The clearest eyes in all the world they read
With sense more keen and spirit of sight more true
Than burns and thrills in sunrise, when the dew
Flames, and absorbs the glory round it shed,
As they the light of ages quick and dead,
Closed now, forsake us: yet the shaft that slew
Can slay not one of all the works we knew,
Nor death discrown that many-laurelled head.

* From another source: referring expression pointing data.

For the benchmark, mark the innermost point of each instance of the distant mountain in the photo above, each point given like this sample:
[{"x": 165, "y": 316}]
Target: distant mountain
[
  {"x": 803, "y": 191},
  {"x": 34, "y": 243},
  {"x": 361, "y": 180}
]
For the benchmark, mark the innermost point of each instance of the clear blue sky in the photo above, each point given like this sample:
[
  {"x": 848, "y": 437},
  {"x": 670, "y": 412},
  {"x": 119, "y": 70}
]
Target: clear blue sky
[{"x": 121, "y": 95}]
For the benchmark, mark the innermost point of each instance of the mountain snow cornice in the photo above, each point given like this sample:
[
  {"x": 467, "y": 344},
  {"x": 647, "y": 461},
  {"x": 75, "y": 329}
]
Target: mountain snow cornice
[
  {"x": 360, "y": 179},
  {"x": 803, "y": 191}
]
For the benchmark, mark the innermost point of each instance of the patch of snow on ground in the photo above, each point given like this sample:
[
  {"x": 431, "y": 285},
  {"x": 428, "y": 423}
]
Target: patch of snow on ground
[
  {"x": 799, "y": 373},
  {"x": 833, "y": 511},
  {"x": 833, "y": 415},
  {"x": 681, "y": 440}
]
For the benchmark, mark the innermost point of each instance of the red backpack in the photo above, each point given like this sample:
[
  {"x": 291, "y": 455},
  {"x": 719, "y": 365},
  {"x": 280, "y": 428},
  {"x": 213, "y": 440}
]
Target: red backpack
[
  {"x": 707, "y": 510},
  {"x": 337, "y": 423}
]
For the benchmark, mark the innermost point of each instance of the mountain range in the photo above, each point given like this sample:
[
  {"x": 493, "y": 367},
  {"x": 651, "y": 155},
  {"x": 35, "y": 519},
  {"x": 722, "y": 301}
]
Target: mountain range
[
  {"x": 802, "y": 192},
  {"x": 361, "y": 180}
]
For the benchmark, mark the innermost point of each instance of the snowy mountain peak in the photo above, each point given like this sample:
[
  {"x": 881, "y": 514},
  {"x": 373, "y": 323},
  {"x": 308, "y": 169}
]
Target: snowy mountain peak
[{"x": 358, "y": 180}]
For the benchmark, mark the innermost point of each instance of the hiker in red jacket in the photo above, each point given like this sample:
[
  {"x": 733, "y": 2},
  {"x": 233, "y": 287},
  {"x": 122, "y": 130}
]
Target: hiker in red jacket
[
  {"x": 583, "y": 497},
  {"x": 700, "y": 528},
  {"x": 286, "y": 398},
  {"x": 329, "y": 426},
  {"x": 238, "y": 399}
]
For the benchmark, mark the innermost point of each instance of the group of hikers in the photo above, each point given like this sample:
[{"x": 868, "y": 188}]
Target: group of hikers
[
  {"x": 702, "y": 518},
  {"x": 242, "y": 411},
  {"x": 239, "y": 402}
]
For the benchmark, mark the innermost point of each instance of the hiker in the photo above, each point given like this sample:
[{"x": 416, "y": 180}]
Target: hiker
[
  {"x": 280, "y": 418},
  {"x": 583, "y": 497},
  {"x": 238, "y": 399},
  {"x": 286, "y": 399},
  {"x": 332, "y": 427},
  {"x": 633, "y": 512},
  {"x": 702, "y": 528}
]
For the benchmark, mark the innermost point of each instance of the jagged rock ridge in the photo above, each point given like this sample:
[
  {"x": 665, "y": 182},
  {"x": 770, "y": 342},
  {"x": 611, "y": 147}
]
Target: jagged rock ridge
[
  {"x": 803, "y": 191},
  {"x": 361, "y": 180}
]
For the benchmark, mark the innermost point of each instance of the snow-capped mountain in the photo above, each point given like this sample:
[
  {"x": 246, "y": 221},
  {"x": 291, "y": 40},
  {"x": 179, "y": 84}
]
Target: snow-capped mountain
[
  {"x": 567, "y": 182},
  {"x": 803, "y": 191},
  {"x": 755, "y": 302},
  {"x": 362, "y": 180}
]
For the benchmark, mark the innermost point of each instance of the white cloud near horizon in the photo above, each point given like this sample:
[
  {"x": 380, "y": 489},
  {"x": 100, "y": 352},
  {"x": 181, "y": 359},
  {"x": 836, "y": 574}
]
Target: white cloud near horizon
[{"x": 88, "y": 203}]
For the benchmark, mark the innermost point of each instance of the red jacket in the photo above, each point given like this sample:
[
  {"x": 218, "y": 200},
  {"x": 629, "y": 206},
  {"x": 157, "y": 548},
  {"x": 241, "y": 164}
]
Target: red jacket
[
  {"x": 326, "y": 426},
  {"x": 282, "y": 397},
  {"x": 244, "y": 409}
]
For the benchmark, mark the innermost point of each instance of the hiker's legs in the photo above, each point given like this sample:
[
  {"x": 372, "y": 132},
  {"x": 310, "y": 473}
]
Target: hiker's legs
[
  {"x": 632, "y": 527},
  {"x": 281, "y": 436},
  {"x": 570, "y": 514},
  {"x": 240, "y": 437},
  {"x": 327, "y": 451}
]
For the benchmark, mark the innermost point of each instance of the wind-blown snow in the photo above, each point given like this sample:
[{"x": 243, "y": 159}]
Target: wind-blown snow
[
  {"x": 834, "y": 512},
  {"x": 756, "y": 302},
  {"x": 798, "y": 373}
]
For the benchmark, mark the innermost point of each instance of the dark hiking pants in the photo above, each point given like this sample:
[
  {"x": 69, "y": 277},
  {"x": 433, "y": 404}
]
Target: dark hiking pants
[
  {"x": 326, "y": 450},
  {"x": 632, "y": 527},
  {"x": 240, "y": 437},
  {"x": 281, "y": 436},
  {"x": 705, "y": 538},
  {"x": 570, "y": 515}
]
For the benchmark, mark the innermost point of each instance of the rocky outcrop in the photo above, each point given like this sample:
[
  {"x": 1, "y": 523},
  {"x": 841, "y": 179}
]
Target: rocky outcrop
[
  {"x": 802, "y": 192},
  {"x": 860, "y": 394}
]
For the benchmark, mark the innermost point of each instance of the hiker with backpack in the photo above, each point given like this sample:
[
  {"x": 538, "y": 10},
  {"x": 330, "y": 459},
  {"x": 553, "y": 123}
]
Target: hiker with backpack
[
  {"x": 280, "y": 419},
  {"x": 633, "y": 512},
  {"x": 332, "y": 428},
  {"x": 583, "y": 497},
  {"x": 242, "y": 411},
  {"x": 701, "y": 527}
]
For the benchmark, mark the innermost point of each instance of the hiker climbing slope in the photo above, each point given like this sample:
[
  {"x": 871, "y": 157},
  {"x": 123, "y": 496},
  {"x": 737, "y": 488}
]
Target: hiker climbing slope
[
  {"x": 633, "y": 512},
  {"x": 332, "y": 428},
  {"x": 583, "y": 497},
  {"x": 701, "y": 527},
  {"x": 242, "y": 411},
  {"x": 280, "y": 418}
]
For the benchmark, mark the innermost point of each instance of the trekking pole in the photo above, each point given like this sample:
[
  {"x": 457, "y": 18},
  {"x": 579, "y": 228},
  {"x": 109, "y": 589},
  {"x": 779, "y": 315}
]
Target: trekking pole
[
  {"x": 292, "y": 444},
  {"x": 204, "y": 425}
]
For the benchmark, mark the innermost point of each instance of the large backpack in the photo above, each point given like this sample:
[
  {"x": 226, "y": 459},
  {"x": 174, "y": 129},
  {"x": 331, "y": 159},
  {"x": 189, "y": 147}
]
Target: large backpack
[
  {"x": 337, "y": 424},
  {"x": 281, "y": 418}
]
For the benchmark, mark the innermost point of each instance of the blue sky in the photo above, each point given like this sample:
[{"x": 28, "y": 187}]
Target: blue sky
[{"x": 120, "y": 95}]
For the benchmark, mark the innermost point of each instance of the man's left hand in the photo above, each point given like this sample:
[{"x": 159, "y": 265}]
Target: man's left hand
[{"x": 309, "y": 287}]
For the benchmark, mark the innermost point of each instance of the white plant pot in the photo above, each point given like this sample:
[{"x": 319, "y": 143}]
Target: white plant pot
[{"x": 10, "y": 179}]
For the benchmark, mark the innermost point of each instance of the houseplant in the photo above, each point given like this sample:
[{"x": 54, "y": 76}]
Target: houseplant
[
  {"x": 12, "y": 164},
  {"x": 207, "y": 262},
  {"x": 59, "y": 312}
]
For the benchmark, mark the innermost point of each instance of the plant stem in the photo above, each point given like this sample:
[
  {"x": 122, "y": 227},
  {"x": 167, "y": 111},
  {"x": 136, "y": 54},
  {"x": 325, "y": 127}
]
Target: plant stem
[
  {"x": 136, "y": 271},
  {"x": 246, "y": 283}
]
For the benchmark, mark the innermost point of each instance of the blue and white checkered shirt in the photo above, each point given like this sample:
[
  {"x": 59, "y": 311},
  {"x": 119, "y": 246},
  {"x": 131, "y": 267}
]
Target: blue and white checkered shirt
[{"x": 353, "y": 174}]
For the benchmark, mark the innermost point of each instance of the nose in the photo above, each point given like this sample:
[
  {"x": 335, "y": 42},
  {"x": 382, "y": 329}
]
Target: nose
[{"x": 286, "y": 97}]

The works of words whose life seems lightning wrought,
And moulded of unconquerable thought,
And quickened with imperishable flame,
Stand fast and shine and smile, assured that nought
May fade of all their myriad-moulded fame,
Nor England's memory clasp not Browning's name.

_December 13, 1889._


II

Death, what hast thou to do with one for whom
Time is not lord, but servant? What least part
Of all the fire that fed his living heart,
Of all the light more keen than sundawn's bloom
That lit and led his spirit, strong as doom
And bright as hope, can aught thy breath may dart
Quench? Nay, thou knowest he knew thee what thou art,
A shadow born of terror's barren womb,
That brings not forth save shadows. What art thou,
To dream, albeit thou breathe upon his brow,
That power on him is given thee,--that thy breath
Can make him less than love acclaims him now,
And hears all time sound back the word it saith?
What part hast thou then in his glory, Death?


III

A graceless doom it seems that bids us grieve:
Venice and winter, hand in deadly hand,
Have slain the lover of her sunbright strand
And singer of a stormbright Christmas Eve.
A graceless guerdon we that loved receive
For all our love, from that the dearest land
Love worshipped ever. Blithe and soft and bland,
Too fair for storm to scathe or fire to cleave,
Shone on our dreams and memories evermore
The domes, the towers, the mountains and the shore
That gird or guard thee, Venice: cold and black
Seems now the face we loved as he of yore.
We have given thee love--no stint, no stay, no lack:
What gift, what gift is this thou hast given us back?


IV

But he--to him, who knows what gift is thine,
Death? Hardly may we think or hope, when we
Pass likewise thither where to-night is he,
Beyond the irremeable outer seas that shine
And darken round such dreams as half divine
Some sunlit harbour in that starless sea
Where gleams no ship to windward or to lee,
To read with him the secret of thy shrine.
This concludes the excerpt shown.